My deep condolences to the two backcountry campers (and their dog) who were recently attacked and killed on day five of their seven-day hike in a remote section of Banff National Park, according to CBC News. They were experienced campers and did everything right. They had hung their food for the night, equipped themselves with two cans of bear spray and kept in contact with a family member using a GPS device (Garmin inReach) throughout their trip. This wasn’t their first rodeo. They had years of wilderness-tripping experience.

At around 8 p.m. they used their GPS device to send out an SOS signal with the message “Bear attack bad.” Parks Canada received the alert from the Red Valley west of Ya Ha Tinda Ranch. Bad weather wouldn’t allow for the rescue team to check things out by helicopter, so they arrived three hours later by ground transportation. When they arrived, both Jenny Gusse and Doug Inglis, extreme outdoor enthusiasts for countless years, were dead, as well as their beloved dog. One can of bear spray had been used.  

So, what happened? What triggered the attack?

Let’s start with what we do know. No one was there to witness it, so it’s just guess work at this point.  

The grizzly was an older (25 years old) non-lactating female. She was very low in body fat, had extremely poor teeth and it is the season when bears are trying to fatten up for the winter. They’re desperate for food. Also, it wasn’t a known bear—meaning the park wardens hadn’t tagged it and didn’t have it on their list as a habituated bear known for stealing food from campsites. The site was also not marked as a problem bear area.

Some possibilities.

One possibility—the dog. A lot of dog owners believe their canine companion will scare off marauding bears and even protect their owners to the bitter end; this is false on most occasions. While dogs can be great to have along on your trip, they can lure in a bear by barking and yapping. A small dog makes a good meal for a bear, especially just before it’s about to den up for the winter. The dog may also chase the bear, and then retreat in fear, bringing the bear back with it. Kevin Callan

Did they startle the bear along the trail? This is one of the most common causes of bear attacks, especially while they are on a food source hunt or with a cub. However, neither matched this encounter. They were base camping for the night at a designated campsite. We also know the female bear was non-lactating, so it didn’t have a cub. So, that rules out that incentive behind the attack.

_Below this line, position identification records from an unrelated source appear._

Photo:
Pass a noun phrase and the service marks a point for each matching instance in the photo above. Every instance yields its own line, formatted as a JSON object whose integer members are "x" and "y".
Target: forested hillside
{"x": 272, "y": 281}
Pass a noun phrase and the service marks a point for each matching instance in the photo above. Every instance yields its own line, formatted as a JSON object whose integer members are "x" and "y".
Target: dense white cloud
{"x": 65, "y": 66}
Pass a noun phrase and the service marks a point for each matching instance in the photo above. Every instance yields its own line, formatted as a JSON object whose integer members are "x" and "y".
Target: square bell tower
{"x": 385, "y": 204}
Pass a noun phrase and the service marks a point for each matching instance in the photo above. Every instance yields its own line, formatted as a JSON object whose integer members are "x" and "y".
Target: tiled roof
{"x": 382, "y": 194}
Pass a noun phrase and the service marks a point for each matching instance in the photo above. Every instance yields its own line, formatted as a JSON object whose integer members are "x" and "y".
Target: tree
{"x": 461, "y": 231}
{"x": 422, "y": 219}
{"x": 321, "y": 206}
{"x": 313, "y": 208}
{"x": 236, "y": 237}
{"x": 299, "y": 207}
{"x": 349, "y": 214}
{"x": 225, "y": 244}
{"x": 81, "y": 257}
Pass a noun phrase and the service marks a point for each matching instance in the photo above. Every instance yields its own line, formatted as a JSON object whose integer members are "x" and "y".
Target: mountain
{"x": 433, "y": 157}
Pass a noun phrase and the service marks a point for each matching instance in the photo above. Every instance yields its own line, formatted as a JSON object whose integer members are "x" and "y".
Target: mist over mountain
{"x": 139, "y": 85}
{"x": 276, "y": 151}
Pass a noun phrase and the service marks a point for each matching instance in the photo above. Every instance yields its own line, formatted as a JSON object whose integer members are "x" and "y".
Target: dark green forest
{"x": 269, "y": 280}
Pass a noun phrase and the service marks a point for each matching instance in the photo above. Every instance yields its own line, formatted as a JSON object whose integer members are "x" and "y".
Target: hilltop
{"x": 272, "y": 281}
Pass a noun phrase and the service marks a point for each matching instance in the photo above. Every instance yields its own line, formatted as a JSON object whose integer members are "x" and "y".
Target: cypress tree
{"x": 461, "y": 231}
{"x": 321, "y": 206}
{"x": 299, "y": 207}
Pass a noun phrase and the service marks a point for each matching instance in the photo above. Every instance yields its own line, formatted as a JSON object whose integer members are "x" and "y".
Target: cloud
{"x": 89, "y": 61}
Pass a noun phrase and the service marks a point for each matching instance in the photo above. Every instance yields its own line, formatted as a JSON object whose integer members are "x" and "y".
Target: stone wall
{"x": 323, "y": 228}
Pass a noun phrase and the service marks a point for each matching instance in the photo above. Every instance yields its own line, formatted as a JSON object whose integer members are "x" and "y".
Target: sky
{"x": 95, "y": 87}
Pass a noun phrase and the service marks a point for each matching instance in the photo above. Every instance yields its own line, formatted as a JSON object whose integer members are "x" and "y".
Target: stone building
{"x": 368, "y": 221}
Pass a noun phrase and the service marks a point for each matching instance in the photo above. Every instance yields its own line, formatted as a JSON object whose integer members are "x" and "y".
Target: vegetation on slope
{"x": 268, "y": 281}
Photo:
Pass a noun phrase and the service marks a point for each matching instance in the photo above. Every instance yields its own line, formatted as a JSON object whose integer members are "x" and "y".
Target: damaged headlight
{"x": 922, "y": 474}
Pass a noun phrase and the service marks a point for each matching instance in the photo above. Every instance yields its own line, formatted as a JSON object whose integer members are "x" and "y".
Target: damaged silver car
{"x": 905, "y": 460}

What about a predacious bear? This is a type of bear you definitely don’t want to deal with. It’s terrifying. The bear stalks you, waits for the opportunistic moment when you’re vulnerable and quickly comes in for the kill. Predatory grizzlies can be more common than predatory black bears. If it was this type of bear, then fight rather than flight would be the better option. Maybe that’s what they had to resort to.

Again, there were no witnesses, so what really happened remains a mystery for now.

My conclusion is that Jenny Gusse and Doug Inglis were in a devastating case of the “wrong place at the wrong time.” A rarity, for sure, in the backcountry.Kevin Callan

Let’s look at the stats:

  • This was the first grizzly bear fatality in Banff National Park in decades, and in the last 10 years, there had only been three non-lethal contact encounters, all due to surprise encounters.
  • On average, across North America, there have been three fatal grizzly bear attacks per year over the past decade.
  • More recent statistics from Parks Canada—140 reported cases between 1982 and 2018 resulted in 17 fatalities. Of those cases, approximately 60 per cent involved grizzly bears while the remaining 40 per cent involved black bears.
  • British Columbia has the highest number; nine fatalities, while Alberta had eight caused by black bears or grizzly bears.
  • Parks Canada reports there have been more than 1,200 bear-related incidents reported in BC between 2010 and 2020.

What about in my neck of the woods, Ontario? Algonquin is one of the busiest parks in the province of Ontario. It sees over 900,000 visits a year, nearly one-quarter of which are backcountry users. There have been two fatal predacious black bear attacks in the park since it opened in 1893. Three fatal attacks occurred elsewhere in Ontario in 2020, 2019 and 2005.

Definitely “wrong place at the wrong time.”

My heart goes out to all three of the fatalities and their loved ones. I’m glad they spent so much time exploring the wild areas of Canada during their lifetime, rather than the busy highways we travel to work on every day—which take far more victims than bears in the wilderness.